Figure 2Intron retention might increase intronic TE measurements. (A) Distribution of the mean expression of TEs located in retained introns (light grey) compared to the mean expression of TEs located in randomly chosen introns (dark grey). p-value is reported on the top of the plot. (B) Pie chart reporting the percentage of positive, negative, and non-significant correlations between TE expression and the hosting intron’s IRratio. (C) Distribution of significant (adjusted p-value < 0.05) coefficients of correlation between TE expression and hosting intron’s IRratio. (D) Comparison between the number of commonly retained introns containing at least one transcribed TE (red dashed line) in the Geuvadis dataset with the mean of 1000 randomizations of randomly chosen introns (light grey distribution). Z-score is reported on the top of the plot. E Comparison between the number of commonly retained introns containing at least one TE fragment (red dashed line) in the Geuvadis dataset compared to the mean of 1000 randomizations of randomly chosen introns (light grey distribution). Z-score is reported on the top of the plot.

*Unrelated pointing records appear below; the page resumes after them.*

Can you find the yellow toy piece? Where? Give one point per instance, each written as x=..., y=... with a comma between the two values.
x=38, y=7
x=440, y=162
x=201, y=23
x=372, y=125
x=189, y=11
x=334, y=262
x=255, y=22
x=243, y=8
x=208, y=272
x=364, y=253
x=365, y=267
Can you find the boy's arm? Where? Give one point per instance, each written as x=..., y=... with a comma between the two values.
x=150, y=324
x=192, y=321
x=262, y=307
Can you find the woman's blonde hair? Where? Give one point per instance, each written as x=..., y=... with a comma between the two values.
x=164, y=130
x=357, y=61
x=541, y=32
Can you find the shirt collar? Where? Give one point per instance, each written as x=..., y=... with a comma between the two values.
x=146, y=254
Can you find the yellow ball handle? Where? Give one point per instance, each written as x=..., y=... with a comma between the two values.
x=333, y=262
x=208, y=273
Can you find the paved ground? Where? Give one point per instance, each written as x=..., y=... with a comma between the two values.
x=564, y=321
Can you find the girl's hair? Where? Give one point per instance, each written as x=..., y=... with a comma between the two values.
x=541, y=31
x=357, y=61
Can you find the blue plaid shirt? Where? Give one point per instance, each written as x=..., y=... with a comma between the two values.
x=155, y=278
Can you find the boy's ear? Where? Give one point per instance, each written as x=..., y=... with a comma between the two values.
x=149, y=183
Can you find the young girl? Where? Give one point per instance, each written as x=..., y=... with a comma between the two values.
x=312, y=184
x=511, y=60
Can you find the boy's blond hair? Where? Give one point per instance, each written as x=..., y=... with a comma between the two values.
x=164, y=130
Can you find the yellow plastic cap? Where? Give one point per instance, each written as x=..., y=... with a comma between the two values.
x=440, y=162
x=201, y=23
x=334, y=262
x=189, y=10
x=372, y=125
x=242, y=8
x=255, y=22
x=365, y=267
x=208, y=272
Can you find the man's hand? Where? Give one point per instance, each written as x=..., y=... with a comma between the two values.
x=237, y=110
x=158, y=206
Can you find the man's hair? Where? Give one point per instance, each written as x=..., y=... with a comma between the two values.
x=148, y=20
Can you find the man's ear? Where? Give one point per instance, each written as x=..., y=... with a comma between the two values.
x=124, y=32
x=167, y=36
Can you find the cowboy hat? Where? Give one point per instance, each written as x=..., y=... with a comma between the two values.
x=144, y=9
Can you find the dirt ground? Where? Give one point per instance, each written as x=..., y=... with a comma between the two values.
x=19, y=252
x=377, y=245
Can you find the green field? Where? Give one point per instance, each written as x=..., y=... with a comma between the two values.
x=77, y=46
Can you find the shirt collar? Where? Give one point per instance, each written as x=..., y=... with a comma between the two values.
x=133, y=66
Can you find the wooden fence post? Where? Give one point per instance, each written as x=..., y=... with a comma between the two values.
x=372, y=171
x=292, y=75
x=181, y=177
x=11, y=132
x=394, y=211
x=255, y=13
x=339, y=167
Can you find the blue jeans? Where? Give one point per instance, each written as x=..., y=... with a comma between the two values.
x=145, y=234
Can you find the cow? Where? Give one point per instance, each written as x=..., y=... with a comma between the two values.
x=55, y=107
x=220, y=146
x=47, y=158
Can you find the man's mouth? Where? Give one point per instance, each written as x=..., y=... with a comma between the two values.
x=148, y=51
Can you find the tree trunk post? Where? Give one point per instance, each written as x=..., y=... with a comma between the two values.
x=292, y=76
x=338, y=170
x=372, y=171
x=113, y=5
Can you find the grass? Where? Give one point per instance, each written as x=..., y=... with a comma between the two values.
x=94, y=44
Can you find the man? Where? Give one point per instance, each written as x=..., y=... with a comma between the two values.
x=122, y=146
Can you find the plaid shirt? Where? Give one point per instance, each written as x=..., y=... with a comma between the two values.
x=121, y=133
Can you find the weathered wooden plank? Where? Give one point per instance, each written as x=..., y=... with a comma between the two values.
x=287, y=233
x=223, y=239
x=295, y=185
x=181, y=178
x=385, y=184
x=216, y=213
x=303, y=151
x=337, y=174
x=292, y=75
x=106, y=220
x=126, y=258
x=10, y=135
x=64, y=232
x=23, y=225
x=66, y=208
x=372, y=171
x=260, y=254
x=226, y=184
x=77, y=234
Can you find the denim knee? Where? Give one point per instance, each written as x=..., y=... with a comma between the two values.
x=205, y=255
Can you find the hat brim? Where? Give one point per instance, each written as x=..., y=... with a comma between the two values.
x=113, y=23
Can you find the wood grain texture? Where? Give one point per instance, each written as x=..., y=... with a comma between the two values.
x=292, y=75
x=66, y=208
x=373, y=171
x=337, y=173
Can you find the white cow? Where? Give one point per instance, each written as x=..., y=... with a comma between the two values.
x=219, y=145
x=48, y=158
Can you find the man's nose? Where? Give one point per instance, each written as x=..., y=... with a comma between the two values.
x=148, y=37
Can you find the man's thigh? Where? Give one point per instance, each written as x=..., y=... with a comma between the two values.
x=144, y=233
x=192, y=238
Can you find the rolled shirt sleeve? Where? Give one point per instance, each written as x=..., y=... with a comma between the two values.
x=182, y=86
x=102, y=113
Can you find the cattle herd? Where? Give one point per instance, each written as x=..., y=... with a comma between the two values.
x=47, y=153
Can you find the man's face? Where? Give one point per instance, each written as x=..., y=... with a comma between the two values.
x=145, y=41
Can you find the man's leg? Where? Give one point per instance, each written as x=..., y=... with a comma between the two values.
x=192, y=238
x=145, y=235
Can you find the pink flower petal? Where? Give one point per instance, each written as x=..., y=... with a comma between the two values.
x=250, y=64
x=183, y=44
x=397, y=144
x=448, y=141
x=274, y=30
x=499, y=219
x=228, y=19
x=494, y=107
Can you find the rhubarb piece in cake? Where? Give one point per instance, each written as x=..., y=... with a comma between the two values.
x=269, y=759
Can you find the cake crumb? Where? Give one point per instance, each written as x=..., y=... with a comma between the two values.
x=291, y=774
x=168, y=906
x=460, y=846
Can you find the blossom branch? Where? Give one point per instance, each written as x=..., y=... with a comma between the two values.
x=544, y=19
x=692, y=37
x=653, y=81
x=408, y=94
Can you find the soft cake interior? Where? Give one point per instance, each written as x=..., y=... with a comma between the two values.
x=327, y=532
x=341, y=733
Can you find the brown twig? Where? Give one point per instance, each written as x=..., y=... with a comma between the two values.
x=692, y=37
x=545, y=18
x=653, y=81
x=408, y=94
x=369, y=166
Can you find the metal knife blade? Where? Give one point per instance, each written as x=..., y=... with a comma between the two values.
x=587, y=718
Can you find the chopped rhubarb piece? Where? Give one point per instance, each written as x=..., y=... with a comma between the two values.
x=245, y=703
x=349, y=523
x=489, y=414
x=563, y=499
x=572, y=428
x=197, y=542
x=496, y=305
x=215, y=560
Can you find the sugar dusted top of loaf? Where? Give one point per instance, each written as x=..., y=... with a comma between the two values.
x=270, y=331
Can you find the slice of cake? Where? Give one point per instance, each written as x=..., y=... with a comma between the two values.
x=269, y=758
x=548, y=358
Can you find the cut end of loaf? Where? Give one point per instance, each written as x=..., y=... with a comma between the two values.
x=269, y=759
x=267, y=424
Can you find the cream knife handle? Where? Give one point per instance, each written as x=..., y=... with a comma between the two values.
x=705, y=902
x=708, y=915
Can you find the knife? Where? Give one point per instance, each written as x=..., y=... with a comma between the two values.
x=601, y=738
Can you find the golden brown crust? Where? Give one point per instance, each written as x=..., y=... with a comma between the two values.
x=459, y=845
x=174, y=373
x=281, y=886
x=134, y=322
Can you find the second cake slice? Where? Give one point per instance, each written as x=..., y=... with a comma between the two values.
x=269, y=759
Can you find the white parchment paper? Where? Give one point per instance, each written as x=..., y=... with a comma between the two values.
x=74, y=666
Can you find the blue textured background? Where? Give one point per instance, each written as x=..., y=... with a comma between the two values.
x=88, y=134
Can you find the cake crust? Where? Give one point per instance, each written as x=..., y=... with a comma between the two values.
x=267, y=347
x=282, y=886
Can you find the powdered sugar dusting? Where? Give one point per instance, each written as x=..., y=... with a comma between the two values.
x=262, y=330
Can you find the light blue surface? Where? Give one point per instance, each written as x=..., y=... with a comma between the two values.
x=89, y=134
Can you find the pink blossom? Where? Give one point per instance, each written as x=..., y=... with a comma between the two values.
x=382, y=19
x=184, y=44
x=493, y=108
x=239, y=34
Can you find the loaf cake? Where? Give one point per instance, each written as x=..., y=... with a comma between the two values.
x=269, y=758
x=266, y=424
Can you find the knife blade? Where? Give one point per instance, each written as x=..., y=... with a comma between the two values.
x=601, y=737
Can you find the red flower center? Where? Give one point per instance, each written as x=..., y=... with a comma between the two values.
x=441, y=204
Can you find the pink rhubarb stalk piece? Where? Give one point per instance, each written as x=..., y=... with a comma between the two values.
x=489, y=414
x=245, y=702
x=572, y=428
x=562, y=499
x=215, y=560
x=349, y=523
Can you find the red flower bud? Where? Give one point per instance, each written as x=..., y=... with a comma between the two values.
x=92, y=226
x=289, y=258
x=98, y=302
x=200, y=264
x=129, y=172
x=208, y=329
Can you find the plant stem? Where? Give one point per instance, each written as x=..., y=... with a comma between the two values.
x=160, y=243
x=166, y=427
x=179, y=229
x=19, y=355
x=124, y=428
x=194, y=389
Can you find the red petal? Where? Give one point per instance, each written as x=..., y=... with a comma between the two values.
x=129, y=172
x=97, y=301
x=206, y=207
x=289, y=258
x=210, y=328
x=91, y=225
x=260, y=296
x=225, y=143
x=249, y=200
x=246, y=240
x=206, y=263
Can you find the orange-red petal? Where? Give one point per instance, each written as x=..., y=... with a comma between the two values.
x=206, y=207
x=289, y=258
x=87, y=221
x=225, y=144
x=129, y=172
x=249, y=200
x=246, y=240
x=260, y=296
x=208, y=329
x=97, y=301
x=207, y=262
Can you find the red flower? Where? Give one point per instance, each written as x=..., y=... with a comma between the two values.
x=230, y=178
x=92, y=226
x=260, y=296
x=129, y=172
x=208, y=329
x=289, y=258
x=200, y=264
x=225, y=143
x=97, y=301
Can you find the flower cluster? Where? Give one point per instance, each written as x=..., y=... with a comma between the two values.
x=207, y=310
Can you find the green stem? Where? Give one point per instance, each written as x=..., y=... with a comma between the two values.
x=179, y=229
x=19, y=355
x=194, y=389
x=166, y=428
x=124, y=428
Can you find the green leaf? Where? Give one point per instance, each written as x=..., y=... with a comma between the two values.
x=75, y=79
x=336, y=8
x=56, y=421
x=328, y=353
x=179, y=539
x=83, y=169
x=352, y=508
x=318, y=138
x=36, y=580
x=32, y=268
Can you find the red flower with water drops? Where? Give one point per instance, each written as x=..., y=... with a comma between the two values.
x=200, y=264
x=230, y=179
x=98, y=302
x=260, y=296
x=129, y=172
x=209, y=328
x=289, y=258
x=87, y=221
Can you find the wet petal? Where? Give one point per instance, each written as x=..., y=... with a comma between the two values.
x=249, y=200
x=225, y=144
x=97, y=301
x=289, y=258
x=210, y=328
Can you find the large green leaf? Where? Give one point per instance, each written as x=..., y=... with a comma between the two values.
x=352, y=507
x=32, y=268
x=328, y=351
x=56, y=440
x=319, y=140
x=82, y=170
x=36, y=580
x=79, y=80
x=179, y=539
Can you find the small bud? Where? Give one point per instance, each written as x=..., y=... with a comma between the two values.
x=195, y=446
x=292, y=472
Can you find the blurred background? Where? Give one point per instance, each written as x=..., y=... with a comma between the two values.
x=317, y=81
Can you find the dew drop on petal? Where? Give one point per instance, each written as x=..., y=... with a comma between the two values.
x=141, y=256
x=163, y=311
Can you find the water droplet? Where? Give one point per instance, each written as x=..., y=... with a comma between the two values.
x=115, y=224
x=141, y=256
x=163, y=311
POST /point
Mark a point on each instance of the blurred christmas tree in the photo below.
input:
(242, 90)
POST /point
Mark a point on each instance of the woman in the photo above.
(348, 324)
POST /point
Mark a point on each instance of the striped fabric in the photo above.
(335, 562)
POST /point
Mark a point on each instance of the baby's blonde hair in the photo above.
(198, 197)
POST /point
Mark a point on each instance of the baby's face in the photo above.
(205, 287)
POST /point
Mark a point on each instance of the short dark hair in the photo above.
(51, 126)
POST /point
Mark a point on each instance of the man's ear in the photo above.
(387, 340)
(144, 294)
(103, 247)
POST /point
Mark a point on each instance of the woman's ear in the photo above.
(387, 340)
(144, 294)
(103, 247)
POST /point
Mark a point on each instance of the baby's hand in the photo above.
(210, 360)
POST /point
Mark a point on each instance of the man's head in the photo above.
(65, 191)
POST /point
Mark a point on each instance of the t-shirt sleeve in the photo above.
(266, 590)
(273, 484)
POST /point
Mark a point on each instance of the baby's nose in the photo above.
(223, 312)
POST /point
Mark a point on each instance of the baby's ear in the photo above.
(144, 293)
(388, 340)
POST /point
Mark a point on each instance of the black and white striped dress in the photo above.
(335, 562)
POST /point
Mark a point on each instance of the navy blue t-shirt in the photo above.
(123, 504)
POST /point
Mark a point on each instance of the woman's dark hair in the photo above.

Figure 3Increased intron retention correlates with an increased number of expressed intronic TEs. (A) Correlation between normalized retained introns counts and the number of transcribed intronic TEs per sample. On the top of the plot the coefficients of correlation (R) and the p-value are reported. (B) Correlation between normalized number of reads in common between TEs in RI and intergenic TEs and the number of transcribed intergenic TEs per samples are reported. On the top of the plot the coefficients of correlation R and the p-value are shown. (C) Distribution of the number of common multi-mapping reads among TEs located in retained introns and intergenic TEs per sample. The number is reported as a fraction with respect to the total number of reads mapped in TEs located in retained introns.
Figure 4Differential intron retention between groups biases a correct TEs differential expression analysis. (A) Volcano plot reporting the number of deregulated introns in IR-High vs. IR-Low samples from Geuvadis dataset. Significant results are reported in dark grey (B) Volcano plot reporting the number of deregulated TEs in IR-High vs. IR-Low samples from Geuvadis dataset. Significant results are reported in dark grey. (C) Genomic distribution of upregulated TEs (light grey) in IR-High with respect to IR-Low samples compared to the mean of 1000 randomizations (dark grey). Z-score are reported as numbers on the top of the plot. Error bars represent the standard deviation. (D) Volcano plot reporting the number of deregulated introns in DNMT-/- samples vs. WT control. Significant results are reported in dark grey. (E) Volcano plot reporting the number of deregulated TEs in DNMT-/- samples vs. WT control. Significant results are reported in dark grey. (F) Genomic distribution of upregulated TEs (light grey) in DNMT-/- samples, with respect to WT controls, compared to the mean of 1000 randomizations (dark grey). Z-scores are reported as numbers on the top of the plot. Error bars represent the standard deviation. (G) Volcano plot reporting the number of deregulated introns in SDE2 knock-down cells with respect to control cells. Significant results are reported in dark grey. (H) Volcano plot reporting the number of deregulated TEs in SDE2 knock-down cells with respect to controls samples. Significant results are reported in dark grey. (I) Genomic distribution of upregulated TEs (light grey) in SDE2 knock-down cells compared to the mean of 1000 randomizations (dark grey). Z-scores are reported as numbers on the top of the plot. Error bars represent the standard deviation.